Final answer:
The final temperature of the mixed water is determined by setting the heat lost by the warmer water equal to the heat gained by the cooler water using the specific heat formula q=mcΔT, and solving for the final temperature, resulting in (75.0 g × 77.0°C + 100.0 g × 21.0°C) / (75.0 g + 100.0 g).
Step-by-step explanation:
To calculate the final temperature of mixed water, we must apply the principle of conservation of energy, specifically the concept of thermal equilibrium. The heat lost by the warmer water (75.0 g at 77.0°C) must be equal to the heat gained by the cooler water (100.0 g at 21.0°C) when they reach thermal equilibrium.
To compute this, we can use the formula q = mcΔT, where q is the heat absorbed or released, m is the mass of the water, c is the specific heat capacity of water (approximately 4.18 J/g°C), and ΔT is the change in temperature. Since the specific heat of water is constant, we can set the heat lost by the hot water equal to the heat gained by the cold water and solve for the final temperature.
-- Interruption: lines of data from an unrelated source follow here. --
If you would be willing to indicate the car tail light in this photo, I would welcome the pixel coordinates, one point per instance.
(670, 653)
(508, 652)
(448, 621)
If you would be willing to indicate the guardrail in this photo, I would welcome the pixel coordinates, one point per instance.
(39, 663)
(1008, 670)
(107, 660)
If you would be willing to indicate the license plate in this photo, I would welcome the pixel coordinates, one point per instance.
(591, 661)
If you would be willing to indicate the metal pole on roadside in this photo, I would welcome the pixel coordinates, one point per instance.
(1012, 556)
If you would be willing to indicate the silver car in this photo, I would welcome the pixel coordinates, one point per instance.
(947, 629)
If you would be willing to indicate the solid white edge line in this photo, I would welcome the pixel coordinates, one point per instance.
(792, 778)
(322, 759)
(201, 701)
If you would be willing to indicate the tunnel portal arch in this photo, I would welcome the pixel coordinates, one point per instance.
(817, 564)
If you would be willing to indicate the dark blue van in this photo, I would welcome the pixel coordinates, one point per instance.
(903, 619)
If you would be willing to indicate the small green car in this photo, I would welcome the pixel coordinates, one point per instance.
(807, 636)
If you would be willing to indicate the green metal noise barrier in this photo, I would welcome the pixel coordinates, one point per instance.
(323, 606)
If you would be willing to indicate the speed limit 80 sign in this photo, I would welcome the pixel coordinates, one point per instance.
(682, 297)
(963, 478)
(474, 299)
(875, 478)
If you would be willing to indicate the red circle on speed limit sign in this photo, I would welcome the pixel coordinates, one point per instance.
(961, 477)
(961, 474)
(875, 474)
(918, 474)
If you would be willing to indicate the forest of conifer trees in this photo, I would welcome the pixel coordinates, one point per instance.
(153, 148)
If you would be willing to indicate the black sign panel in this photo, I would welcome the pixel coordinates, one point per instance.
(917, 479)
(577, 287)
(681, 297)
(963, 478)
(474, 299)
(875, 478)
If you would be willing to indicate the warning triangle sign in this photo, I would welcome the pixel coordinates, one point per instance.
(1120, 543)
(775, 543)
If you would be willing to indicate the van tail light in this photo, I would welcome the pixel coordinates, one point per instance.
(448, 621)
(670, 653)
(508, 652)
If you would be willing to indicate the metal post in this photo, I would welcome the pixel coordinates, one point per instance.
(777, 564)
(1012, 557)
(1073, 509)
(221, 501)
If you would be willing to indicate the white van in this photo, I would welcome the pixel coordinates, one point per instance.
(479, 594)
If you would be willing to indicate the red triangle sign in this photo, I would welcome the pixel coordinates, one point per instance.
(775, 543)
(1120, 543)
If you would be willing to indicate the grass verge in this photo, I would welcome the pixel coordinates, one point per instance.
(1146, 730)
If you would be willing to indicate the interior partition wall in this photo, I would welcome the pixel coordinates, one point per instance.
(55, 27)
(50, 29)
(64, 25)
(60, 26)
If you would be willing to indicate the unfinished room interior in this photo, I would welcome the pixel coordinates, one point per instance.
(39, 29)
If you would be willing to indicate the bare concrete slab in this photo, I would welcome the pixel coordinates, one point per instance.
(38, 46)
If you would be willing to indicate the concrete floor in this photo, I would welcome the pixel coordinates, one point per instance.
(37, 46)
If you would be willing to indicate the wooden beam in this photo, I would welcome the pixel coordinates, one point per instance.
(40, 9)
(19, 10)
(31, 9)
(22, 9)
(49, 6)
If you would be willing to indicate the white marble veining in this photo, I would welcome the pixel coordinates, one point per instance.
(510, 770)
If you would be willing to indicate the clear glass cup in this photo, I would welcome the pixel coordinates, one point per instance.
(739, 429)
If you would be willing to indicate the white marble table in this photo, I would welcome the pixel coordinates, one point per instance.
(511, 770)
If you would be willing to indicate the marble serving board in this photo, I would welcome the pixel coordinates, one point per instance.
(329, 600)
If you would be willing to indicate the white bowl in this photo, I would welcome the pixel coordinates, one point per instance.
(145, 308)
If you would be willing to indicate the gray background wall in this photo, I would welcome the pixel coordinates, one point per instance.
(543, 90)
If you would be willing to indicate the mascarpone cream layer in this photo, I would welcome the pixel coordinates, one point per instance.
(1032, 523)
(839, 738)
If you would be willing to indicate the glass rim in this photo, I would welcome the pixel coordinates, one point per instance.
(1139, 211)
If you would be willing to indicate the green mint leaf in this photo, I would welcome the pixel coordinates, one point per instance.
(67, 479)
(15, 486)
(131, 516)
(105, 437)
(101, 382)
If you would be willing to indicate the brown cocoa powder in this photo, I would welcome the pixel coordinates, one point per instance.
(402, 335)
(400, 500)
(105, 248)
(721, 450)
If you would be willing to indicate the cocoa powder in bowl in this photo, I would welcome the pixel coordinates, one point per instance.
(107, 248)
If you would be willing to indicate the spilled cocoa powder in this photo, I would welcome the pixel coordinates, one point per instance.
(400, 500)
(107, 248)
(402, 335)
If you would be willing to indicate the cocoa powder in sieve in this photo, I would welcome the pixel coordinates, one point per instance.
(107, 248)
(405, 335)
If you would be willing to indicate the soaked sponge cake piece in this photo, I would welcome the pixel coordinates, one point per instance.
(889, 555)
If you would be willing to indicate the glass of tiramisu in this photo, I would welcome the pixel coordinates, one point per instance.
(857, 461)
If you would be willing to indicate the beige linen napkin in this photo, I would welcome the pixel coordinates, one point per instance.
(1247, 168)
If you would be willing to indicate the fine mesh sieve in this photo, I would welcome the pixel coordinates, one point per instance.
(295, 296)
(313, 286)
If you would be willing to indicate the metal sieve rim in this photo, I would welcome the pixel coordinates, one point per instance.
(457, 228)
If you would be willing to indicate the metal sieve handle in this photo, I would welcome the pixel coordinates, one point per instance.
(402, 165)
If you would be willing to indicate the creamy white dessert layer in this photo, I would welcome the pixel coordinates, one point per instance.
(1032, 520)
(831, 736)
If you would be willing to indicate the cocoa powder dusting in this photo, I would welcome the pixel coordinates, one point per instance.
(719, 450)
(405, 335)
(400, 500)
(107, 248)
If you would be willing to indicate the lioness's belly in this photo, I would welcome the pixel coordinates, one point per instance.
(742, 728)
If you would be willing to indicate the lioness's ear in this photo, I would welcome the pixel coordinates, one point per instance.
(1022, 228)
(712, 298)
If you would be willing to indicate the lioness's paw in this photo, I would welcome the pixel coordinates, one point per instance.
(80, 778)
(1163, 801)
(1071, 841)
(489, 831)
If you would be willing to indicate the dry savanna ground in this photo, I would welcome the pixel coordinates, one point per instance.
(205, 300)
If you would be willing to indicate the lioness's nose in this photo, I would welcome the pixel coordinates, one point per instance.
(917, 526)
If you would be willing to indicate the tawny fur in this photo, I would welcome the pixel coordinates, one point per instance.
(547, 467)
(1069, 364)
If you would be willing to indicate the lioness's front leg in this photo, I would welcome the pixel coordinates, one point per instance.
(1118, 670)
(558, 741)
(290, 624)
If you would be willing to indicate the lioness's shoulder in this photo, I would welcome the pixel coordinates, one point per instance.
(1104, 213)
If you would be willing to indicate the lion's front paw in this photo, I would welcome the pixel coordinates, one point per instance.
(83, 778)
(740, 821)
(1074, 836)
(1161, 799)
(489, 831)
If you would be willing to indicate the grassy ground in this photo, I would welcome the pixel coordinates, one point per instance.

The equation for the heat lost by the warm water is: q₁ = m₁c(Τ₂ - T₀). The equation for the heat gained by the cooler water is: q₂ = m₂c(T₀ - Τ₁). We set q₁ to be equal to q₂ and solve for the final temperature, T₀. After canceling out common factors and rearranging, the equation becomes: T₀ = (m₁Τ₂ + m₂Τ₁) / (m₁ + m₂). Plugging in the values, we get T₀ = (75.0 g × 77.0°C + 100.0 g × 21.0°C) / (75.0 g + 100.0 g), which results in a final temperature that can then be calculated.